В её голосе было столько издевательской насмешки, что у Ошун сдавило горло. Не желая показать свой страх, она отступила в тень. Стараясь, чтобы голос звучал ровно, спросила:
– Зачем тебе понадобилось сломать мою жизнь, Нана Буруку?
– Позволь не объяснять тебе моих путей, девочка, – холодно отозвалась Нана. – Помнится, год назад я просила тебя – очень вежливо, между прочим! – не соваться в мои дела. Но ведь ты привыкла думать только о своих капризах и прихотях.
– Это была не прихоть! И не каприз! Я…
– Ты всего лишь влезла не в своё дело, красавица Ошун. И предоставила расхлёбывать это другим.
– Что толку сейчас говорить об этом? – вздёрнула Ошун подбородок. – Ты вздумала отомстить мне? Сейчас? Больше года спустя? Месть – блюдо, которое подают холодным, но не протухшим, Нана Буруку!
– Много чести – мстить тебе, – презрительно отмахнулась Нана. – Ты всего лишь глупая девчонка, которая не видит дальше собственного носа. Никак не могу понять, за что тебя так любит моя Эвинья. Эва непослушна и совсем не чтит мать, но надо отдать ей должное: она очень умна. Ты ведь недаром сегодня сбежала от неё, пряча лица своих малышей, не так ли?
– Сука… – процедила сквозь зубы Ошун. – Проклятая сука!
– И это говоришь мне ты? – подняла брови Нана. – Ты, – которая обманывала мужа, ложась в постель с его братьями? Ты, – которая обманывала единственную настоящую подругу, трахаясь с её… Дьявол, кем же всё-таки Эшу приходится моей Эвинье? Братом или мужчиной? Они, наконец, разобрались с этой нелепостью?

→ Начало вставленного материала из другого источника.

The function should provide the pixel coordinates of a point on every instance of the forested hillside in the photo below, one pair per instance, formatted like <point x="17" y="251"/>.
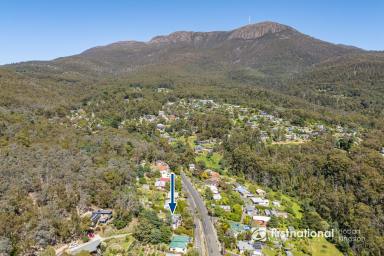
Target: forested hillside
<point x="54" y="164"/>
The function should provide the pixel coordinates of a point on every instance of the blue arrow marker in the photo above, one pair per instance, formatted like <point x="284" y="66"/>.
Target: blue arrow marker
<point x="172" y="203"/>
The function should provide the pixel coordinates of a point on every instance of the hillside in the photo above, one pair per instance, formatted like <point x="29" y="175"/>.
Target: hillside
<point x="268" y="47"/>
<point x="298" y="116"/>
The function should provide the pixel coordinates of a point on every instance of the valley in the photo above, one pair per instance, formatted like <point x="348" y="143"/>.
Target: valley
<point x="266" y="129"/>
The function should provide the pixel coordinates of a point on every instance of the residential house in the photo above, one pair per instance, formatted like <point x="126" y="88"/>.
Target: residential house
<point x="176" y="221"/>
<point x="282" y="215"/>
<point x="214" y="189"/>
<point x="260" y="192"/>
<point x="276" y="203"/>
<point x="217" y="196"/>
<point x="260" y="201"/>
<point x="243" y="191"/>
<point x="226" y="208"/>
<point x="160" y="127"/>
<point x="250" y="210"/>
<point x="160" y="184"/>
<point x="179" y="244"/>
<point x="101" y="216"/>
<point x="258" y="249"/>
<point x="245" y="246"/>
<point x="236" y="228"/>
<point x="199" y="149"/>
<point x="261" y="220"/>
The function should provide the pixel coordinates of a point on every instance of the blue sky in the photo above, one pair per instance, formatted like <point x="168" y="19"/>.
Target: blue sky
<point x="42" y="30"/>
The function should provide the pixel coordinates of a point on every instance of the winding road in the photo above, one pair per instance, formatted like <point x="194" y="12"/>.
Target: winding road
<point x="212" y="244"/>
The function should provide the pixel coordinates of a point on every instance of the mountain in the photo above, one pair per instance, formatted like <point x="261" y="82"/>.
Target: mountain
<point x="268" y="47"/>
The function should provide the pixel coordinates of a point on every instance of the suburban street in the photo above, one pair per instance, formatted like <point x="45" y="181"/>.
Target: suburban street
<point x="209" y="233"/>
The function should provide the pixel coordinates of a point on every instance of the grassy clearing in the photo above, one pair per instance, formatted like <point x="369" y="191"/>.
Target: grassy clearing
<point x="210" y="162"/>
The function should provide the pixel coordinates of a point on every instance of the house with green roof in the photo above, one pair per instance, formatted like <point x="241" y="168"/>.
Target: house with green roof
<point x="237" y="228"/>
<point x="179" y="244"/>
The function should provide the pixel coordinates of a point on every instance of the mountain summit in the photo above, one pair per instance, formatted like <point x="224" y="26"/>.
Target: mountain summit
<point x="268" y="47"/>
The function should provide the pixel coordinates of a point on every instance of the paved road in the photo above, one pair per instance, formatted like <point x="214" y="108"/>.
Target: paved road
<point x="210" y="236"/>
<point x="199" y="240"/>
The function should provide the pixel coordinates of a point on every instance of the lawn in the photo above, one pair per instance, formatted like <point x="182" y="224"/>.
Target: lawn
<point x="320" y="246"/>
<point x="210" y="162"/>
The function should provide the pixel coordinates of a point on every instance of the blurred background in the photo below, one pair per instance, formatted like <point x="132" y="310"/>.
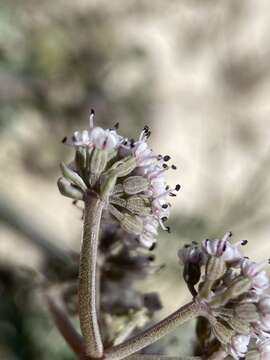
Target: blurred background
<point x="197" y="72"/>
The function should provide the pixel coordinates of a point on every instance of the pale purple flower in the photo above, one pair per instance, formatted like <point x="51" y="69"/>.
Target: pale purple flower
<point x="191" y="253"/>
<point x="104" y="139"/>
<point x="254" y="271"/>
<point x="264" y="310"/>
<point x="239" y="346"/>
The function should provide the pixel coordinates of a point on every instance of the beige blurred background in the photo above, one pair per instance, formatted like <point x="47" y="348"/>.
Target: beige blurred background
<point x="197" y="72"/>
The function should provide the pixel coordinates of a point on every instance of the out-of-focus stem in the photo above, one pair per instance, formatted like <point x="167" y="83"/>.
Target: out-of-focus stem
<point x="87" y="276"/>
<point x="161" y="357"/>
<point x="154" y="333"/>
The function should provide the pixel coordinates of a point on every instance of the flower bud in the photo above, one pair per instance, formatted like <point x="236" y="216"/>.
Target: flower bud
<point x="239" y="325"/>
<point x="73" y="177"/>
<point x="222" y="332"/>
<point x="247" y="312"/>
<point x="81" y="159"/>
<point x="138" y="205"/>
<point x="135" y="184"/>
<point x="253" y="355"/>
<point x="239" y="286"/>
<point x="98" y="162"/>
<point x="123" y="167"/>
<point x="215" y="268"/>
<point x="69" y="190"/>
<point x="132" y="224"/>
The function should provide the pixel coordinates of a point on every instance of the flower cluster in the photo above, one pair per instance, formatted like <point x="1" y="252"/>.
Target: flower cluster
<point x="126" y="174"/>
<point x="234" y="293"/>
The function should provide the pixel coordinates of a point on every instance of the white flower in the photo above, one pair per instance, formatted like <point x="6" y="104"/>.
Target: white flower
<point x="239" y="346"/>
<point x="104" y="139"/>
<point x="150" y="232"/>
<point x="254" y="271"/>
<point x="264" y="308"/>
<point x="81" y="139"/>
<point x="191" y="254"/>
<point x="264" y="349"/>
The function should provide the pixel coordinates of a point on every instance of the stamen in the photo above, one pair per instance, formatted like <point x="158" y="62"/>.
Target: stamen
<point x="146" y="128"/>
<point x="166" y="158"/>
<point x="91" y="118"/>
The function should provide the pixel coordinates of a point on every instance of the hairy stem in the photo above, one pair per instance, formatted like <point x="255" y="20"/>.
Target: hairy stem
<point x="64" y="325"/>
<point x="87" y="276"/>
<point x="154" y="333"/>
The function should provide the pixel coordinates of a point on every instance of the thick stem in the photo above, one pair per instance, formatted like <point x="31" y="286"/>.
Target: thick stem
<point x="64" y="325"/>
<point x="154" y="333"/>
<point x="87" y="276"/>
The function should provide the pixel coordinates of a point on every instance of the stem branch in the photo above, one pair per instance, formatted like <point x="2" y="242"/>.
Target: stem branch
<point x="154" y="333"/>
<point x="87" y="276"/>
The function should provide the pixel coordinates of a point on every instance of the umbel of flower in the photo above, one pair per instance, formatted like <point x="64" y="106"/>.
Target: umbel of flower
<point x="127" y="176"/>
<point x="234" y="295"/>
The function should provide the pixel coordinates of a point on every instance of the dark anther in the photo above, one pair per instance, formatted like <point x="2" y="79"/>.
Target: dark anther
<point x="146" y="128"/>
<point x="166" y="158"/>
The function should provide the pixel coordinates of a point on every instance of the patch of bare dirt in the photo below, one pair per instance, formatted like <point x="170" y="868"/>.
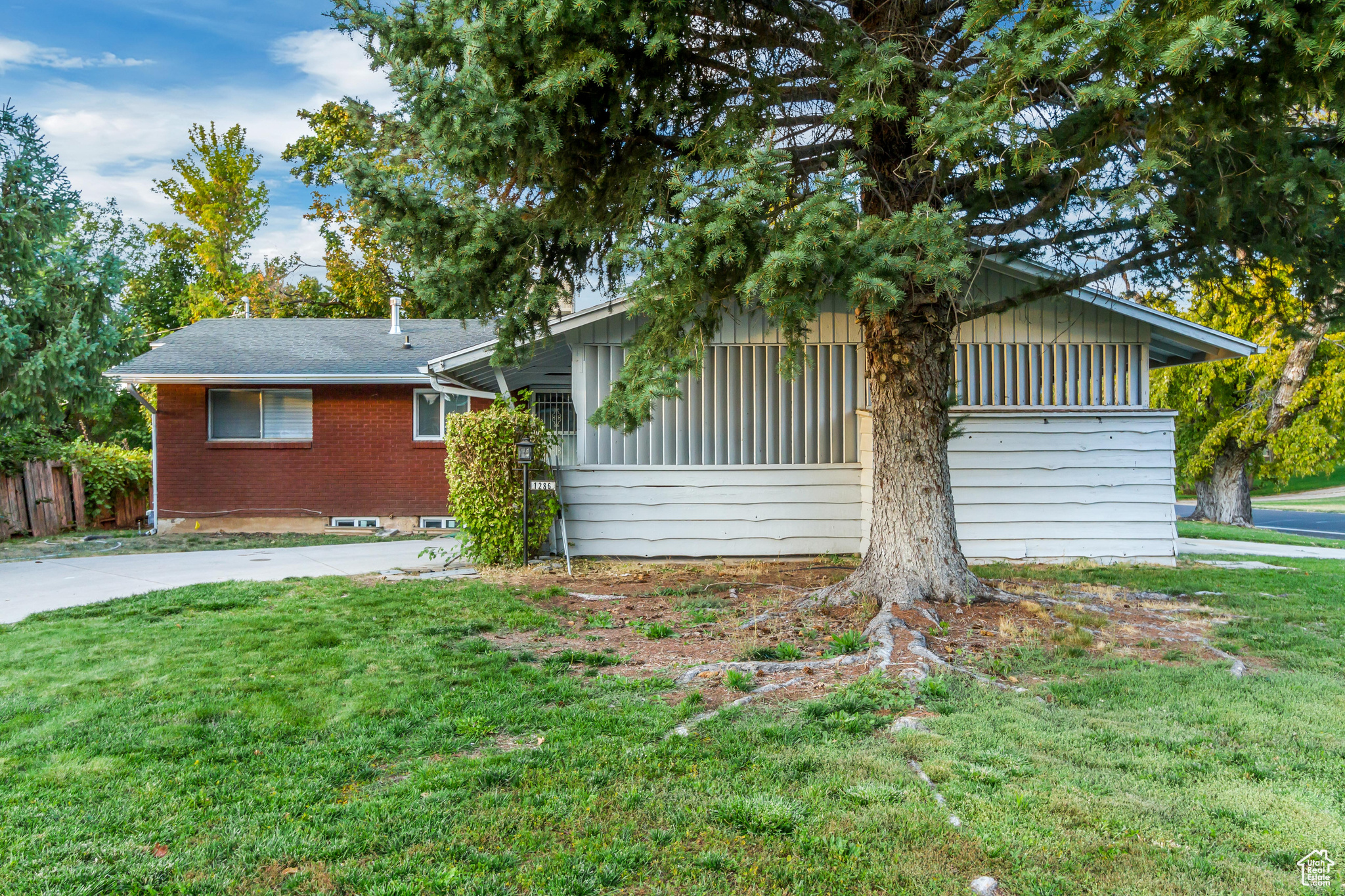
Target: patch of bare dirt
<point x="613" y="606"/>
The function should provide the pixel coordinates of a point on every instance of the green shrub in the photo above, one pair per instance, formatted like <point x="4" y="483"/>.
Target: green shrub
<point x="848" y="643"/>
<point x="109" y="469"/>
<point x="486" y="482"/>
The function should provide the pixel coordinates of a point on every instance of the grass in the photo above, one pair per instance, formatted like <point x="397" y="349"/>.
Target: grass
<point x="1264" y="536"/>
<point x="322" y="736"/>
<point x="73" y="543"/>
<point x="1324" y="505"/>
<point x="1302" y="482"/>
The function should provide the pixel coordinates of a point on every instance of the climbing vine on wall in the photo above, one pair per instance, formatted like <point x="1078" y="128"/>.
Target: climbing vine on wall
<point x="486" y="481"/>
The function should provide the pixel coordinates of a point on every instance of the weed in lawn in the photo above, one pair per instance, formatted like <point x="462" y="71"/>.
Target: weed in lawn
<point x="603" y="620"/>
<point x="847" y="643"/>
<point x="738" y="680"/>
<point x="571" y="657"/>
<point x="705" y="602"/>
<point x="935" y="688"/>
<point x="761" y="653"/>
<point x="762" y="815"/>
<point x="1083" y="618"/>
<point x="701" y="617"/>
<point x="690" y="703"/>
<point x="1072" y="636"/>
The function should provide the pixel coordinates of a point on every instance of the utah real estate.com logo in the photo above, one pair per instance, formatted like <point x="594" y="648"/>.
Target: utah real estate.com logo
<point x="1315" y="868"/>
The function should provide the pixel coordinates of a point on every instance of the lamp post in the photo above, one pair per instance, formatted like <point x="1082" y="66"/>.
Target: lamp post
<point x="525" y="458"/>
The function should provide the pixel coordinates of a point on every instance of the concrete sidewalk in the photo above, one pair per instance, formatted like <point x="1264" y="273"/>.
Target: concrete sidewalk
<point x="33" y="586"/>
<point x="1256" y="548"/>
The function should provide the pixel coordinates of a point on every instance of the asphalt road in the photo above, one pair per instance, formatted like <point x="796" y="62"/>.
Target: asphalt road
<point x="1320" y="523"/>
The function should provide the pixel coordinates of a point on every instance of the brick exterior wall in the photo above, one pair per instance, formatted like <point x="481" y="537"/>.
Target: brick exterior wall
<point x="362" y="459"/>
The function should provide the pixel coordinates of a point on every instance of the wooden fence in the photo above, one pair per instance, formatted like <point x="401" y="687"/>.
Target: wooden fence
<point x="49" y="498"/>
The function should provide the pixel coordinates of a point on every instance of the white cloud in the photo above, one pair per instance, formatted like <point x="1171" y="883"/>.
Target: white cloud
<point x="24" y="53"/>
<point x="337" y="64"/>
<point x="118" y="142"/>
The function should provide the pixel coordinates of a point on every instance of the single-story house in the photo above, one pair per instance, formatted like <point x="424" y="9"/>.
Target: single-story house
<point x="1060" y="456"/>
<point x="299" y="425"/>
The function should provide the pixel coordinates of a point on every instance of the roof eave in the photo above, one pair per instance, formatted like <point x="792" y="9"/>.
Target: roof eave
<point x="1215" y="344"/>
<point x="557" y="327"/>
<point x="267" y="379"/>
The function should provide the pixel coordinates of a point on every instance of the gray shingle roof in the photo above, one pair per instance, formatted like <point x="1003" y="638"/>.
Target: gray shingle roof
<point x="295" y="347"/>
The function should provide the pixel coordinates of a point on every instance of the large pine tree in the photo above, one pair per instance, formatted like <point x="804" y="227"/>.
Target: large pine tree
<point x="767" y="155"/>
<point x="60" y="327"/>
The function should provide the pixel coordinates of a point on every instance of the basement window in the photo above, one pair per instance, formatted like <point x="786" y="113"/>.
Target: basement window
<point x="261" y="414"/>
<point x="431" y="409"/>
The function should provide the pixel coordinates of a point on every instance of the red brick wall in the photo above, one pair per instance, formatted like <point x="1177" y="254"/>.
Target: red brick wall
<point x="362" y="459"/>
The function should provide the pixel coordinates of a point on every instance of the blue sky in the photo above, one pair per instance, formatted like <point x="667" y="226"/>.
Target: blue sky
<point x="115" y="86"/>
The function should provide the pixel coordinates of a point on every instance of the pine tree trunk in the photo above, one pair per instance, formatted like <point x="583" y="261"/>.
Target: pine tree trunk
<point x="914" y="551"/>
<point x="1225" y="496"/>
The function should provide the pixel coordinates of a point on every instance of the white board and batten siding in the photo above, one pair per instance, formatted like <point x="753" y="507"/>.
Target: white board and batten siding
<point x="1057" y="485"/>
<point x="1059" y="458"/>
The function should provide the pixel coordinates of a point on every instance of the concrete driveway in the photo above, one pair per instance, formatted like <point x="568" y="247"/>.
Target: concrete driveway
<point x="33" y="586"/>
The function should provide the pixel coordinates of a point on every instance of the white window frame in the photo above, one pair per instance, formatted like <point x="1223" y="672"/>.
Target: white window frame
<point x="416" y="413"/>
<point x="261" y="421"/>
<point x="354" y="523"/>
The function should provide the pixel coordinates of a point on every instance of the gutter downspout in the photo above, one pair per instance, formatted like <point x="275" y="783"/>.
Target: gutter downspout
<point x="154" y="457"/>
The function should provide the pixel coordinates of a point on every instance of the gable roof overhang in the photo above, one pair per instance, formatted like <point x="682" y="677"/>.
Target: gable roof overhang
<point x="1173" y="340"/>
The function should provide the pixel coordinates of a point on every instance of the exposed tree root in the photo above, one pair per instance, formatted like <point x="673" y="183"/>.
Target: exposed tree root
<point x="685" y="729"/>
<point x="943" y="803"/>
<point x="767" y="667"/>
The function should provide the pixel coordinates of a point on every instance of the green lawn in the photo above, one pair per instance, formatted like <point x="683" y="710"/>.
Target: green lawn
<point x="1329" y="505"/>
<point x="129" y="542"/>
<point x="320" y="736"/>
<point x="1304" y="482"/>
<point x="1239" y="534"/>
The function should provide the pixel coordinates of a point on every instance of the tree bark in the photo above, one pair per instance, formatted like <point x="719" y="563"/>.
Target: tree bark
<point x="914" y="551"/>
<point x="1225" y="495"/>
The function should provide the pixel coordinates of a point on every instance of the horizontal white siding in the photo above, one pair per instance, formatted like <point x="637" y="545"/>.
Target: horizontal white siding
<point x="1066" y="485"/>
<point x="724" y="511"/>
<point x="740" y="410"/>
<point x="1059" y="375"/>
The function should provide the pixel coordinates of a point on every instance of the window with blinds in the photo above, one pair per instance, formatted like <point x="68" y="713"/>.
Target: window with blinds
<point x="739" y="412"/>
<point x="1060" y="375"/>
<point x="260" y="414"/>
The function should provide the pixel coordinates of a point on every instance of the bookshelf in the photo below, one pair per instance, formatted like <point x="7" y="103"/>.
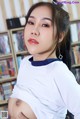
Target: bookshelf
<point x="17" y="51"/>
<point x="20" y="50"/>
<point x="75" y="46"/>
<point x="7" y="68"/>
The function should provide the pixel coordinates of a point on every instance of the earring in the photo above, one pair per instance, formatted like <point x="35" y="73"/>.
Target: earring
<point x="60" y="56"/>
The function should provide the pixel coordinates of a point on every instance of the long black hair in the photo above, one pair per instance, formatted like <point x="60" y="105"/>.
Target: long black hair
<point x="61" y="18"/>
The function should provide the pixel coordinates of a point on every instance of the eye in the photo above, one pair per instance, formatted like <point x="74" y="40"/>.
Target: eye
<point x="45" y="25"/>
<point x="30" y="23"/>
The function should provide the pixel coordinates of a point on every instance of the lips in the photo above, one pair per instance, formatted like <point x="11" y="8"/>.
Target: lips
<point x="33" y="41"/>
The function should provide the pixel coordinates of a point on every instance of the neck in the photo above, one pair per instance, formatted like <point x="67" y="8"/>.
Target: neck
<point x="39" y="57"/>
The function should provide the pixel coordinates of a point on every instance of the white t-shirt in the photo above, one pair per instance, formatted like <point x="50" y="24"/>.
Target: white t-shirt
<point x="48" y="87"/>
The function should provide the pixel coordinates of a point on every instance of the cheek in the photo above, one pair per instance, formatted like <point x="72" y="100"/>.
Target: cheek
<point x="26" y="34"/>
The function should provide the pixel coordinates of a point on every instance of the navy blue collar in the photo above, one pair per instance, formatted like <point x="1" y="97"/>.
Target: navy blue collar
<point x="43" y="62"/>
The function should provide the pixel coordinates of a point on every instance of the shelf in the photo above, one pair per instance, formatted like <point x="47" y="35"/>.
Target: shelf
<point x="22" y="53"/>
<point x="8" y="79"/>
<point x="76" y="43"/>
<point x="3" y="102"/>
<point x="5" y="56"/>
<point x="76" y="66"/>
<point x="17" y="29"/>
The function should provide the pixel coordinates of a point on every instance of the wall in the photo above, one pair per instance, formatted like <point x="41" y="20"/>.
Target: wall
<point x="18" y="8"/>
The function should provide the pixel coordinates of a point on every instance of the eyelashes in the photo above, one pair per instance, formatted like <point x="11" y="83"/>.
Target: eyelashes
<point x="43" y="24"/>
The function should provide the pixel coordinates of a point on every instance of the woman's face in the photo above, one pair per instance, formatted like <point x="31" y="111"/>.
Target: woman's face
<point x="39" y="34"/>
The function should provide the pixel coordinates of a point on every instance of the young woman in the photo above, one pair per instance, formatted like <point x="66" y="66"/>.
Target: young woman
<point x="45" y="87"/>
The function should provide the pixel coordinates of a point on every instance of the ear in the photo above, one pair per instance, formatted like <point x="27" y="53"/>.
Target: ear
<point x="61" y="37"/>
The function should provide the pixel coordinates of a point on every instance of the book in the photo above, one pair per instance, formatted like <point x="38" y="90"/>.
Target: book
<point x="4" y="44"/>
<point x="20" y="40"/>
<point x="76" y="52"/>
<point x="11" y="67"/>
<point x="78" y="27"/>
<point x="74" y="32"/>
<point x="4" y="71"/>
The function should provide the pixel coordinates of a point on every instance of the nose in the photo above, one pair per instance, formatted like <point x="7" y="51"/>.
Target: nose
<point x="35" y="31"/>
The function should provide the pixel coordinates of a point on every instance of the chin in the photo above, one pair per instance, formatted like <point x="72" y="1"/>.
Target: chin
<point x="32" y="52"/>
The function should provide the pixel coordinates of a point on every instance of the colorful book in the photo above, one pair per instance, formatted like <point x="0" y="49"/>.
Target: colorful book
<point x="74" y="32"/>
<point x="4" y="44"/>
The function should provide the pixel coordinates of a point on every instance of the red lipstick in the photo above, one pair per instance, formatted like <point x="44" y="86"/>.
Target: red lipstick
<point x="33" y="41"/>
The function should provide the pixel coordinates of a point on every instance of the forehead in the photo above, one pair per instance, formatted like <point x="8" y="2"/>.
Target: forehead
<point x="42" y="11"/>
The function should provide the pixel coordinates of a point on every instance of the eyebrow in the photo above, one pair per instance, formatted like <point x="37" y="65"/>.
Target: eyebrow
<point x="45" y="18"/>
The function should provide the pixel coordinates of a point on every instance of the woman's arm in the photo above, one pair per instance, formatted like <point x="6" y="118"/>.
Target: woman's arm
<point x="11" y="103"/>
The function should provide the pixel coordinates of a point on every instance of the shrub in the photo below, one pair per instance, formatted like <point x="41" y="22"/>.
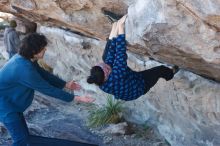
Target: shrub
<point x="110" y="113"/>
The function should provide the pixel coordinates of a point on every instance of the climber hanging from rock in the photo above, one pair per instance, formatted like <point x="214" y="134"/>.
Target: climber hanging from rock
<point x="113" y="76"/>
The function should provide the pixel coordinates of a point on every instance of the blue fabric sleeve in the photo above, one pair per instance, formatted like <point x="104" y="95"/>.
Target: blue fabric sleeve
<point x="52" y="79"/>
<point x="120" y="64"/>
<point x="32" y="79"/>
<point x="16" y="40"/>
<point x="110" y="58"/>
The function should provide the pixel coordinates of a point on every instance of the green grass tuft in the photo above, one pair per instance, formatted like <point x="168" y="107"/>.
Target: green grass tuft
<point x="110" y="113"/>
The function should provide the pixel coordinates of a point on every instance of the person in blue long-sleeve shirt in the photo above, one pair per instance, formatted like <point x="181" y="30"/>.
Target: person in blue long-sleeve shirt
<point x="20" y="77"/>
<point x="116" y="78"/>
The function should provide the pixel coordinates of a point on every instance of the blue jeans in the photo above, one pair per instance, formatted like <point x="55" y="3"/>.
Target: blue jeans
<point x="18" y="130"/>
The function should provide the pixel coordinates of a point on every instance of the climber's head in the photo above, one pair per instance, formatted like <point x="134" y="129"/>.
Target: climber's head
<point x="33" y="46"/>
<point x="99" y="74"/>
<point x="13" y="23"/>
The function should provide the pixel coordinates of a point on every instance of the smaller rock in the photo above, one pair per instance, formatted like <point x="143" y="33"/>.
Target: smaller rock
<point x="116" y="129"/>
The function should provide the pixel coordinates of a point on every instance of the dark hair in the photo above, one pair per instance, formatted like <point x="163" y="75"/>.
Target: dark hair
<point x="32" y="44"/>
<point x="96" y="76"/>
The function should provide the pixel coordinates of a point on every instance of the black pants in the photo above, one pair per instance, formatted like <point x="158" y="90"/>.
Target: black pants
<point x="151" y="76"/>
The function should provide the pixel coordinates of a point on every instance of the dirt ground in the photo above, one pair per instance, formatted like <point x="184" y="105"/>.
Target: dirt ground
<point x="50" y="117"/>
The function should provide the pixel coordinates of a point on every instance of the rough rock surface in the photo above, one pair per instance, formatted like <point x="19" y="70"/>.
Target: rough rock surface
<point x="182" y="32"/>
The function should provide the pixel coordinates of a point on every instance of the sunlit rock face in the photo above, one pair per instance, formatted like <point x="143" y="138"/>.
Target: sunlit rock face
<point x="184" y="110"/>
<point x="182" y="32"/>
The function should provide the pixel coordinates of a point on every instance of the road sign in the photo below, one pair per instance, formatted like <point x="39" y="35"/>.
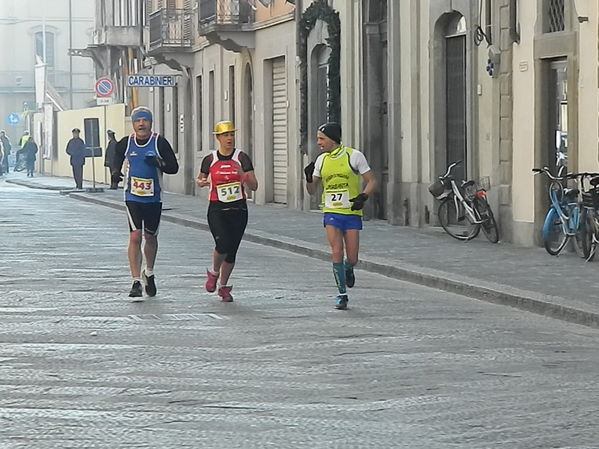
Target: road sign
<point x="103" y="101"/>
<point x="104" y="87"/>
<point x="13" y="119"/>
<point x="151" y="81"/>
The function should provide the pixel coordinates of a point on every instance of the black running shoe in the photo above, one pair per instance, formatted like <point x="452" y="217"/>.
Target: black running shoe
<point x="150" y="283"/>
<point x="350" y="278"/>
<point x="341" y="302"/>
<point x="136" y="291"/>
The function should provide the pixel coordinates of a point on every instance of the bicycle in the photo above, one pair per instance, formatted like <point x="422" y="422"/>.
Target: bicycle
<point x="565" y="214"/>
<point x="590" y="220"/>
<point x="464" y="209"/>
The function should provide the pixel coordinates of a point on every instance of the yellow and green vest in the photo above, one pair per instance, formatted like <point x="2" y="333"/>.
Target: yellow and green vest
<point x="339" y="181"/>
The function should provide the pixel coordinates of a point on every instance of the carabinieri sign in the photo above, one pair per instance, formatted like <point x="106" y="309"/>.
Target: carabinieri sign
<point x="151" y="81"/>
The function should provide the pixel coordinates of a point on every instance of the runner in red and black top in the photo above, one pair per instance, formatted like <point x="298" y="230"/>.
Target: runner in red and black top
<point x="228" y="172"/>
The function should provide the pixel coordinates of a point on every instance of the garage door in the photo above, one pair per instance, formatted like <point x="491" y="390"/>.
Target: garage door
<point x="279" y="129"/>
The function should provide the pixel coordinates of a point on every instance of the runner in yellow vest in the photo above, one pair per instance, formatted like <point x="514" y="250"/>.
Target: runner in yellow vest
<point x="341" y="170"/>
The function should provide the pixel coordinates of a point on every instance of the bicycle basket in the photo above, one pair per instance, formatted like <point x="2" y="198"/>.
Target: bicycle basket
<point x="437" y="188"/>
<point x="484" y="183"/>
<point x="591" y="199"/>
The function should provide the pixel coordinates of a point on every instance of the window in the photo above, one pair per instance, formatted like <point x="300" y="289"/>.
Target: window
<point x="46" y="56"/>
<point x="554" y="16"/>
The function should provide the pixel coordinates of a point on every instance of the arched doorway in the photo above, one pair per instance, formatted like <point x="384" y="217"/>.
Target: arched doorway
<point x="456" y="143"/>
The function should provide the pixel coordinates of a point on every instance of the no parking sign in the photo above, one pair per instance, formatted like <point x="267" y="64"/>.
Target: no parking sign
<point x="104" y="87"/>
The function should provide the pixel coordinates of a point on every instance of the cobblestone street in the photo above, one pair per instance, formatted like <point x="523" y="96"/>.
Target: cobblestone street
<point x="405" y="367"/>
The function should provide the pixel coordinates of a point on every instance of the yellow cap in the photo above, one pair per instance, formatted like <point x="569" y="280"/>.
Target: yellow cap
<point x="224" y="127"/>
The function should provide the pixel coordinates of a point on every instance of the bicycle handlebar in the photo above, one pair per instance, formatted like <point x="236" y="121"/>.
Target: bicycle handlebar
<point x="546" y="170"/>
<point x="449" y="169"/>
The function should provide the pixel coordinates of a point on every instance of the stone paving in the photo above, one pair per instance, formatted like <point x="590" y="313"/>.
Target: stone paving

– Эшу не брат Эве по крови. У них нет общих родителей, все об этом знают. – Ошун облизнула пересохшие губы. – Да и какое тебе до этого дело, если им хорошо вместе?
– Никакого… – зевнула Нана Буруку. – Ровным счётом никакого – до тех пор, пока вы не вмешиваетесь в мои дела. И то, что с тобой стряслось, целиком и полностью твоя вина, девочка! Ты сама улеглась в постель с Эшу. Тебе нужна была помощь, а Эшу никогда и ничего не делает даром. А заплатить ты можешь только одним. И то, что Таэбо и Каинде родились от Эшу…
– Это неправда! Неправда! – Ошун, теряя голову, бросилась к Нана – и замерла, остановленная её ледяным взглядом. – Я видела своих детей сразу после рождения! Они были похожи на Шанго! Их отец – Шанго и никто другой!
– Прекрасно, девочка моя. Осталось только убедить в этом Шанго! – пожала плечами Нана. Покосившись на хнычущих близнецов, она усмехнулась краем губ. – С ума сойти… Ведь и впрямь на одно лицо с этим мерзавцем Эшу! Только моя идиотка сестра могла не заметить этого сегодня! Впрочем, ты ведь, кажется, так и не дала своих детей ей в руки? Умно, нечего сказать… Но ведь это не может продолжаться вечно, а, Ошун? Рано или поздно Жанаина увидит своих внуков – и поймёт, от какого её сына они рождены!